- Born: 5 November 1971 (age 54) Belgium
- Citizenship: United States of America
- Known for: Twitter mood predictions, Science of Science, MESUR
- Scientific career
- Fields: Complex Systems and Networks, Science of Science
- Institutions: Indiana University
- Doctoral advisor: Francis Heylighen
- Website: http://informatics.indiana.edu/jbollen/index.html

= Johan Bollen =

Belgian writer and scientist

Johan Lambert Trudo Maria Bollen (born 1971) is a scientist investigating complex systems and networks, the relation between social media and a variety of socio-economic phenomena such as the financial markets, public health, and social well-being, as well as Science of Science with a focus on impact metrics derived from usage data. He presently works as Professor of Informatics and Cognitive Science at Indiana University Bloomington and a fellow at the SparcS Institute of Wageningen University and Research Centre in the Netherlands. He is best known for his work on computational social science, scholarly impact metrics, measuring public well-being from large-scale social media data, and correlating Twitter mood to stock market prices.

He has taught courses on collective intelligence, data mining, information retrieval, and digital libraries. His research has been funded by National Institute of Health, The Andrew W. Mellon Foundation, National Science Foundation, Library of Congress, National Aeronautics and Space Administration and the Los Alamos National Laboratory. In his free time, he DJs at the Root Cellar Lounge in Bloomington, Indiana. He specializes in Deep House and Techno.

==Biography==
Bollen received his MS in experimental psychology from the Free University of Brussels in 1993 after a master thesis "Learning to Select Activities: a Conditionable System for an Autonomous Robot that Learns to Use Drive Reduction as Reinforcement." He defended his Ph.D. in psychology from the Free University of Brussels in October 2001 on the subject of cognitive models of human hypertext navigation. From 2002 to 2005 he was an assistant professor at the Department of Computer Science of Old Dominion University. He was a staff scientist at the Los Alamos National Laboratory from 2005 to 2009. He is currently a professor of Informatics and Cognitive Science at Indiana University.

==Work==
Bollen's work has been extensively covered in the press and popular media and has received over 21,000 citations (2024 h-index 47). Bollen was awarded two patents: one for "Usage based indicators to assess the impact of scholarly works: architecture and method" (US 8135662 B2) and "Predicting economic trends via network communication mood tracking" (US 8380607 B2). His work has found widespread application, e.g. in systems for digital library recommendations systems (Ex Libris bX Recommender Service) and in systems that use social media information to generate financial trading signals. As a result of his work on predicting the stock market based on Twitter mood, Derwent Capital Markets started the Absolute Return fund, the worlds's first Twitter hedge fund. However, it later shut down after thirteen months.
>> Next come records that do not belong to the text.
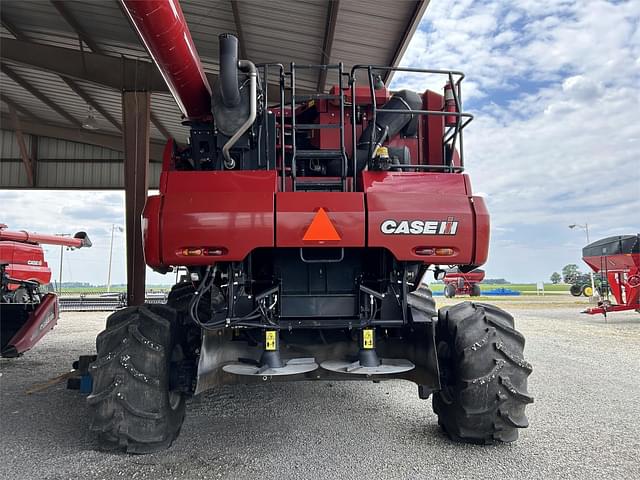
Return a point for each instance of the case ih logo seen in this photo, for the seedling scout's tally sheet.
(419, 227)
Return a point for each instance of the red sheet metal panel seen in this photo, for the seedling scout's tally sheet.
(43, 318)
(295, 212)
(409, 213)
(165, 34)
(225, 214)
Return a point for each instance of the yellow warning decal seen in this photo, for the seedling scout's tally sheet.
(270, 340)
(367, 338)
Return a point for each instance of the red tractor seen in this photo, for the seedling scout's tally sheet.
(306, 223)
(27, 309)
(458, 282)
(616, 259)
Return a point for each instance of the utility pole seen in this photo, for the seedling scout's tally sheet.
(113, 229)
(585, 227)
(61, 257)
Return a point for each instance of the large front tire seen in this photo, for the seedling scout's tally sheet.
(133, 408)
(483, 374)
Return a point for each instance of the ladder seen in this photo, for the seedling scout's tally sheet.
(317, 183)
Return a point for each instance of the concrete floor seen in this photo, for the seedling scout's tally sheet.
(585, 422)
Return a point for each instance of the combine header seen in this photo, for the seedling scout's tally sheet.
(618, 260)
(306, 221)
(27, 310)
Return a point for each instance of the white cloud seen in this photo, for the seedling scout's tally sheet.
(555, 88)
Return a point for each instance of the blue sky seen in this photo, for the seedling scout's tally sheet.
(555, 89)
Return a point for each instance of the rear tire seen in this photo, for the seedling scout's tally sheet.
(450, 290)
(132, 406)
(483, 374)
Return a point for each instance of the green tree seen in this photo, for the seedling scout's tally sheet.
(570, 273)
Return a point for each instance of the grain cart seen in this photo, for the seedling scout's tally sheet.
(457, 282)
(306, 222)
(27, 309)
(616, 259)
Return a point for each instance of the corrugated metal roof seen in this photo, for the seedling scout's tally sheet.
(281, 31)
(65, 165)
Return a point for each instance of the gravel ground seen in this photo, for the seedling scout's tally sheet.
(585, 421)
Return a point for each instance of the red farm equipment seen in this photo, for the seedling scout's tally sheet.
(27, 309)
(616, 259)
(457, 282)
(305, 222)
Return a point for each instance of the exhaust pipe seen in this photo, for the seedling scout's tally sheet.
(229, 70)
(232, 96)
(245, 66)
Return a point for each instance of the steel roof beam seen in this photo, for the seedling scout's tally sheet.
(13, 75)
(75, 25)
(159, 126)
(78, 135)
(412, 26)
(19, 108)
(22, 145)
(118, 73)
(327, 44)
(12, 29)
(95, 48)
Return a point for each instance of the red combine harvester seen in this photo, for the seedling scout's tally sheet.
(457, 282)
(618, 260)
(27, 310)
(306, 223)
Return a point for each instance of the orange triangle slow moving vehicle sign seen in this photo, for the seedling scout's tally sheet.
(321, 228)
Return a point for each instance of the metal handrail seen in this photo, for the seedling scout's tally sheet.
(462, 119)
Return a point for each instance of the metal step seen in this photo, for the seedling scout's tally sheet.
(319, 154)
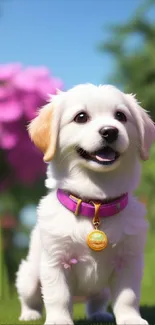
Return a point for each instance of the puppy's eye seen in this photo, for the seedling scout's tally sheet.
(82, 117)
(120, 116)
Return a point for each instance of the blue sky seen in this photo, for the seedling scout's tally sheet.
(62, 35)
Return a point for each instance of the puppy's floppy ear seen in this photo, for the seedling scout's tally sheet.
(43, 131)
(145, 126)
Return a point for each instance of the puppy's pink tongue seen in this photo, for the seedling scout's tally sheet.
(106, 156)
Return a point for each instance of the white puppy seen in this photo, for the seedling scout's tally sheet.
(93, 138)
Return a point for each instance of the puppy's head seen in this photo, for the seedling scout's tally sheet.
(94, 127)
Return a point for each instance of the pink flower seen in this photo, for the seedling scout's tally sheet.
(22, 93)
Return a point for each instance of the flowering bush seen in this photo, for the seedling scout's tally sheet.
(22, 92)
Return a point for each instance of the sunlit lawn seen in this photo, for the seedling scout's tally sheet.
(10, 308)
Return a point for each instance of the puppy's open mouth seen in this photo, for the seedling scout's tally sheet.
(104, 156)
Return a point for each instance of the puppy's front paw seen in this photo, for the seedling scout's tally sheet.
(30, 315)
(129, 320)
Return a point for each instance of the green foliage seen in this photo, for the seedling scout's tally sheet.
(135, 66)
(11, 317)
(135, 73)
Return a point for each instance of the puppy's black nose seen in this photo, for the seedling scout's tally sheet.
(109, 133)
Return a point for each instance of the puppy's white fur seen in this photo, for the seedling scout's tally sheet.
(59, 235)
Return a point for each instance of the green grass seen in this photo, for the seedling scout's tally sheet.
(10, 307)
(10, 310)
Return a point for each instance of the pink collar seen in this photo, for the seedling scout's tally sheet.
(88, 209)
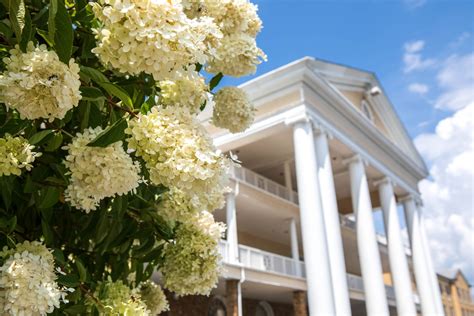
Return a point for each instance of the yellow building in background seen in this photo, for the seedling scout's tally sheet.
(456, 294)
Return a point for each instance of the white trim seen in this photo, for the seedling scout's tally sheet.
(308, 70)
(358, 150)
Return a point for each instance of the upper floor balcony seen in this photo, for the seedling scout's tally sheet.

==Selected academic works==
Bollen has published over 100 papers. A selection of the highly cited ones:
- 2011, Twitter mood predicts the stock market.
- 2005, Co-authorship networks in the digital library research community.
- 2009, Modeling public mood and emotion: Twitter sentiment and socio-economic phenomena
- 2006: Bollen, Johan; Rodriquez, Marko A.; Van de Sompel, Herbert (2006). "Journal status". Scientometrics. 69 (3): 669–687.
- 2009, A Principal Component Analysis of 39 Scientific Impact Measures
- 2005, Toward alternative metrics of journal impact: A comparison of download and citation data
- 2014, Proposed SOFA, a new method for distribution of research funding.